Diverse le immagini del colono tessiano; a lui parve raffigurare nel sole occidente un guerriero che cada sul campo della gloria: e la sua mente pensò a Giuliano l’Apostata alla battaglia di Frigia;1 considerando bene, non mancava niente a pareggiare il confronto, non lo scudo e l’elmo corruschi, non le armi fulgide e lo splendore della clamide imperatoria; le stesse nuvole chiazzate di vermiglio, che brizzolavano il cielo, porgevano ricordo delle goccio di sangue, le quali, è fama, l’Apostata in sua mano raccogliesse e contro l’empireo avventasse esclamando: ah! Galileo, vincesti.2

  1. Eragli cessata ogni speranza di vivere, da poi che, domandando del luogo in cui era, senti che denominavasi Frigia, però che quivi appunto gli era stato predetto ch’egli dovrebbe morire Ammiano Marcellino, Stor., l. 25, § 4.
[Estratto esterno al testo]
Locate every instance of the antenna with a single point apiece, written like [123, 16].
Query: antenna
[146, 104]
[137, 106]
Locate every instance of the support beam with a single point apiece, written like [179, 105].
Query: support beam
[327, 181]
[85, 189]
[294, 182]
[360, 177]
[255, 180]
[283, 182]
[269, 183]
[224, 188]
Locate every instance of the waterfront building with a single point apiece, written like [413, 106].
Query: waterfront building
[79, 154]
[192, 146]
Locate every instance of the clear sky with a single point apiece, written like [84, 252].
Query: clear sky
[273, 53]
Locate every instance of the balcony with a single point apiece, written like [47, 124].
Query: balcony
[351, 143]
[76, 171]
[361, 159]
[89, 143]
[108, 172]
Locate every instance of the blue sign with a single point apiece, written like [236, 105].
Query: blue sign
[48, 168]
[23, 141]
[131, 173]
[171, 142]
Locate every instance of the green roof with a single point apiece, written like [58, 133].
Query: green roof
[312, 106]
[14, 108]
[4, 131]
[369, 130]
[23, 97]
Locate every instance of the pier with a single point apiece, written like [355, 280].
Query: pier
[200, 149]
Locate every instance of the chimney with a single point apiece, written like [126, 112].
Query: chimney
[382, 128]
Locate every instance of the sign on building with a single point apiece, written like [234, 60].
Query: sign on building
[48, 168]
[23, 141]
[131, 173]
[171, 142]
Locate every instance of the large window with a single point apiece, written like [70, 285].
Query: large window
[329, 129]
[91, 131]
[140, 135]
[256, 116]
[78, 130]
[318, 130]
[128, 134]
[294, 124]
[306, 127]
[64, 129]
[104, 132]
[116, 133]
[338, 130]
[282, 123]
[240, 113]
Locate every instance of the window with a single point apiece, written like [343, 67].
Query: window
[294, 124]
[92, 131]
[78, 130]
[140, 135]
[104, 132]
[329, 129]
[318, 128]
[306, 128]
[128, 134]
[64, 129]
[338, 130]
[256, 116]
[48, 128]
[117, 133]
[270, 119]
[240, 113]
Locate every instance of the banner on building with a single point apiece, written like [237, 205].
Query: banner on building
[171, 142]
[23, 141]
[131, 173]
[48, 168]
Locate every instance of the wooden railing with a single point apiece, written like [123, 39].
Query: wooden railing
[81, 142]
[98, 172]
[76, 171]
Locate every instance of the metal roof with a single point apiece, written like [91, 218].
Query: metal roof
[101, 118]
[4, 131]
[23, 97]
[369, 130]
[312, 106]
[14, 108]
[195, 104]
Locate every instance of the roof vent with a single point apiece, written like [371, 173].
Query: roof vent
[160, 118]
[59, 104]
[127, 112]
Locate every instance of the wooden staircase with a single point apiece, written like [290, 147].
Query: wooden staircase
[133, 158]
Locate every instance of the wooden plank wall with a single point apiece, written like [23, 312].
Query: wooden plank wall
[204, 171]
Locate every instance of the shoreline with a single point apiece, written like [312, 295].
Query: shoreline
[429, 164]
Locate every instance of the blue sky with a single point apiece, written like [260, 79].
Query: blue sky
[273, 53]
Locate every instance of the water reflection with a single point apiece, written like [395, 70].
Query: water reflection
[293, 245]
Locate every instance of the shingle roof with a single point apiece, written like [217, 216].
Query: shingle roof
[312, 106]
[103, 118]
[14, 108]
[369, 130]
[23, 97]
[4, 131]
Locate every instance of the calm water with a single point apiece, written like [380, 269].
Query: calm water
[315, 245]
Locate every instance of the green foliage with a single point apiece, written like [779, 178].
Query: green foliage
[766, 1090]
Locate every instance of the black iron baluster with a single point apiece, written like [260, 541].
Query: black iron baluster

  2. Oggimai non occorre storia la quale ometta riportare questo fatto, comecchè notoriamente falso. Ammiano Marcellino, che si trovò presente alla battaglia di Frigia, alla morte di Giuliano, ne tace; lo misero fuori Sozomeno, Teodoreto ed altri scrittori cristiani, dacchè la religione nostra, ormai scaduta dalla purità primiera, sentiva il bisogno, per sostenersi, della menzogna: gli è giusto ricordare che il gesuita Petavio, nella opera: De ratione temporum, T. 1, p. 149, lo dichiara espresso: fabula plebeia.